Tears in the meniscus, a fibrocartilage shock absorber in the knee, often occur in people who also have knee OA. Physicians have limited information as to whether removing or repairing the torn part of the meniscus in a person with OA helps to decrease their knee pain. A research team from Yale University in New Haven, Conn., and Harvard Medical School in Boston have developed a statistical model that helps physicians better understand which patients with both meniscal tears and knee osteoarthritis are more likely to benefit from surgery and which patients should be treated conservatively.
The model relies on tear type, mechanical symptoms (intermittent locking, buckling, giving way), pain pattern, and bone marrow edema (lesions in the bone marrow visible by magnetic resonance imaging) to make these predictions.
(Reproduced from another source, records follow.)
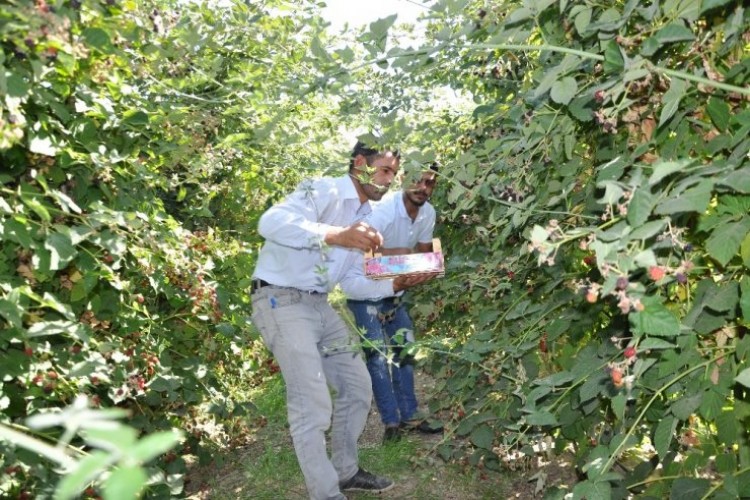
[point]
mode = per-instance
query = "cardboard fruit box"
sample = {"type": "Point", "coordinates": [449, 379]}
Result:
{"type": "Point", "coordinates": [379, 266]}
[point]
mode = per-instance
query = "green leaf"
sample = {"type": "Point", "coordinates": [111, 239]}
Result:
{"type": "Point", "coordinates": [674, 32]}
{"type": "Point", "coordinates": [120, 439]}
{"type": "Point", "coordinates": [695, 199]}
{"type": "Point", "coordinates": [652, 343]}
{"type": "Point", "coordinates": [655, 319]}
{"type": "Point", "coordinates": [42, 144]}
{"type": "Point", "coordinates": [125, 482]}
{"type": "Point", "coordinates": [482, 437]}
{"type": "Point", "coordinates": [743, 377]}
{"type": "Point", "coordinates": [745, 299]}
{"type": "Point", "coordinates": [583, 19]}
{"type": "Point", "coordinates": [556, 379]}
{"type": "Point", "coordinates": [648, 230]}
{"type": "Point", "coordinates": [12, 312]}
{"type": "Point", "coordinates": [72, 328]}
{"type": "Point", "coordinates": [688, 488]}
{"type": "Point", "coordinates": [592, 489]}
{"type": "Point", "coordinates": [17, 85]}
{"type": "Point", "coordinates": [738, 181]}
{"type": "Point", "coordinates": [379, 28]}
{"type": "Point", "coordinates": [88, 469]}
{"type": "Point", "coordinates": [718, 111]}
{"type": "Point", "coordinates": [725, 241]}
{"type": "Point", "coordinates": [712, 403]}
{"type": "Point", "coordinates": [712, 4]}
{"type": "Point", "coordinates": [154, 445]}
{"type": "Point", "coordinates": [37, 207]}
{"type": "Point", "coordinates": [135, 118]}
{"type": "Point", "coordinates": [614, 62]}
{"type": "Point", "coordinates": [592, 387]}
{"type": "Point", "coordinates": [663, 435]}
{"type": "Point", "coordinates": [619, 403]}
{"type": "Point", "coordinates": [686, 405]}
{"type": "Point", "coordinates": [640, 206]}
{"type": "Point", "coordinates": [726, 427]}
{"type": "Point", "coordinates": [65, 202]}
{"type": "Point", "coordinates": [724, 297]}
{"type": "Point", "coordinates": [97, 38]}
{"type": "Point", "coordinates": [662, 169]}
{"type": "Point", "coordinates": [563, 91]}
{"type": "Point", "coordinates": [541, 417]}
{"type": "Point", "coordinates": [61, 250]}
{"type": "Point", "coordinates": [671, 100]}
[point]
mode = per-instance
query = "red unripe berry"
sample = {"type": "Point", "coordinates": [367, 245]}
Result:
{"type": "Point", "coordinates": [616, 375]}
{"type": "Point", "coordinates": [622, 283]}
{"type": "Point", "coordinates": [656, 273]}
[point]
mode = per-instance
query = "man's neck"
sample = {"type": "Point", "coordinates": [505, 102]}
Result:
{"type": "Point", "coordinates": [412, 210]}
{"type": "Point", "coordinates": [358, 186]}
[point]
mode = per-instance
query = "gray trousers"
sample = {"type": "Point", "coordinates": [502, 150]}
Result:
{"type": "Point", "coordinates": [314, 349]}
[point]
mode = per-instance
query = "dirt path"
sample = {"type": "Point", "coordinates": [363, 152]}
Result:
{"type": "Point", "coordinates": [424, 475]}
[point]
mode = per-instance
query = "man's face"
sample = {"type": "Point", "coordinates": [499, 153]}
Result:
{"type": "Point", "coordinates": [376, 178]}
{"type": "Point", "coordinates": [421, 191]}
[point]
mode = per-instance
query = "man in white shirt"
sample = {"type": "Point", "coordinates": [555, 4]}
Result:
{"type": "Point", "coordinates": [406, 220]}
{"type": "Point", "coordinates": [312, 239]}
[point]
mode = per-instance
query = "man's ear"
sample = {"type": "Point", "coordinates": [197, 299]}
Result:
{"type": "Point", "coordinates": [359, 162]}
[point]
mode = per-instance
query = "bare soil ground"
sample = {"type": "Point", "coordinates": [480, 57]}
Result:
{"type": "Point", "coordinates": [425, 477]}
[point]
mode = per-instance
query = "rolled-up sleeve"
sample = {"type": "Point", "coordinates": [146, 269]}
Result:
{"type": "Point", "coordinates": [293, 222]}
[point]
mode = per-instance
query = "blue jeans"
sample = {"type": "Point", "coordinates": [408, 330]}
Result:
{"type": "Point", "coordinates": [387, 328]}
{"type": "Point", "coordinates": [315, 350]}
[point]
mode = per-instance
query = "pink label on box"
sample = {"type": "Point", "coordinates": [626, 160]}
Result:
{"type": "Point", "coordinates": [386, 266]}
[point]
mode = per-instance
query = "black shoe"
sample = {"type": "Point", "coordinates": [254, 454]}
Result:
{"type": "Point", "coordinates": [392, 434]}
{"type": "Point", "coordinates": [364, 481]}
{"type": "Point", "coordinates": [423, 426]}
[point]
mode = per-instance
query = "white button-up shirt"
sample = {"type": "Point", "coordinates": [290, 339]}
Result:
{"type": "Point", "coordinates": [295, 254]}
{"type": "Point", "coordinates": [389, 216]}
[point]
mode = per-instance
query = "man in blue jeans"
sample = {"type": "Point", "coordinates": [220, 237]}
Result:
{"type": "Point", "coordinates": [312, 238]}
{"type": "Point", "coordinates": [406, 220]}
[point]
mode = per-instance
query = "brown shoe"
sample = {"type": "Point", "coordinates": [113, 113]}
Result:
{"type": "Point", "coordinates": [392, 434]}
{"type": "Point", "coordinates": [423, 426]}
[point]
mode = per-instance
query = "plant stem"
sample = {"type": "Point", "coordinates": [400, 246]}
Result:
{"type": "Point", "coordinates": [39, 447]}
{"type": "Point", "coordinates": [675, 379]}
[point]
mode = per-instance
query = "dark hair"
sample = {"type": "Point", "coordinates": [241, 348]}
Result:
{"type": "Point", "coordinates": [369, 153]}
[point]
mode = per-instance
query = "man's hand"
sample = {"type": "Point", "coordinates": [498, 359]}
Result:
{"type": "Point", "coordinates": [360, 235]}
{"type": "Point", "coordinates": [410, 280]}
{"type": "Point", "coordinates": [396, 251]}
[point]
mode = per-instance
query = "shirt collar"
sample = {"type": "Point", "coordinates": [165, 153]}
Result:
{"type": "Point", "coordinates": [346, 187]}
{"type": "Point", "coordinates": [402, 208]}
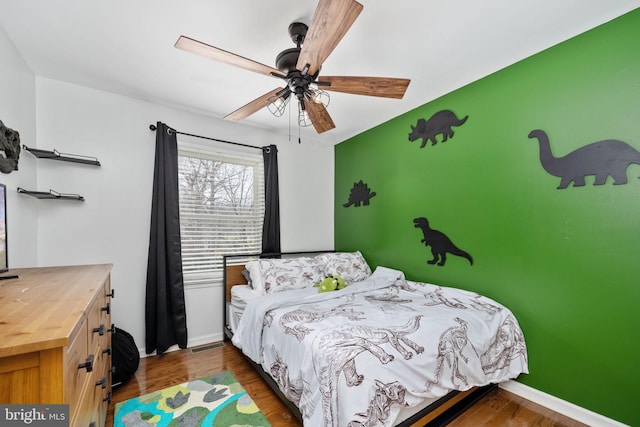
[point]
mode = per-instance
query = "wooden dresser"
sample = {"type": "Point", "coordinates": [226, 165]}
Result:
{"type": "Point", "coordinates": [55, 340]}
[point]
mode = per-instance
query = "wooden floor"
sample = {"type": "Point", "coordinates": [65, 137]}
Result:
{"type": "Point", "coordinates": [499, 408]}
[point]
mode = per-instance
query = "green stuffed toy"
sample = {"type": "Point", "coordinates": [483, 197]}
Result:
{"type": "Point", "coordinates": [331, 283]}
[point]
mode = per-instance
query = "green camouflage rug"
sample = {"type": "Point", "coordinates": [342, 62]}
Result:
{"type": "Point", "coordinates": [217, 400]}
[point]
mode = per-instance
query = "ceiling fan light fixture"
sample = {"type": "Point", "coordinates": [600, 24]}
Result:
{"type": "Point", "coordinates": [277, 104]}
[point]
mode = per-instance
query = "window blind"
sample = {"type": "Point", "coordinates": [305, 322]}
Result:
{"type": "Point", "coordinates": [221, 210]}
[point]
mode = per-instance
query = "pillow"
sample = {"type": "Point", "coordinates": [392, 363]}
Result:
{"type": "Point", "coordinates": [351, 266]}
{"type": "Point", "coordinates": [247, 276]}
{"type": "Point", "coordinates": [253, 267]}
{"type": "Point", "coordinates": [277, 275]}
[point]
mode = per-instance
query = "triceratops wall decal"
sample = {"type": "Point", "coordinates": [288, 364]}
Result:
{"type": "Point", "coordinates": [10, 144]}
{"type": "Point", "coordinates": [602, 158]}
{"type": "Point", "coordinates": [440, 123]}
{"type": "Point", "coordinates": [360, 194]}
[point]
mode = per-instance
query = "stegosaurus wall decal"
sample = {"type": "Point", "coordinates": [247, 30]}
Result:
{"type": "Point", "coordinates": [360, 194]}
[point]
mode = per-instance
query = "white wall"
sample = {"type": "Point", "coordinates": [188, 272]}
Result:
{"type": "Point", "coordinates": [17, 111]}
{"type": "Point", "coordinates": [112, 224]}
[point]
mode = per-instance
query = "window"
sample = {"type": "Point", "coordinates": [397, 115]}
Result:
{"type": "Point", "coordinates": [221, 210]}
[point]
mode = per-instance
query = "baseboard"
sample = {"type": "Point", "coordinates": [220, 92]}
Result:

Fortunately, these four factors are readily available to physicians.
Lead scientist and Arthritis Foundation grant recipient, Lisa Gale Suter, MD, says about the predictive model, “It is not intended as a decision support tool, but rather to demonstrate how robust our clinical intuition is and to explore ways to improve care.”
Suter LG, et al. Arthroscopic partial meniscectomy in individuals with symptomatic osteoarthritis: who benefits? Abstract presented at American College of Rheumatology Annual Scientific Meeting. San Francisco, October 25-29, 2008.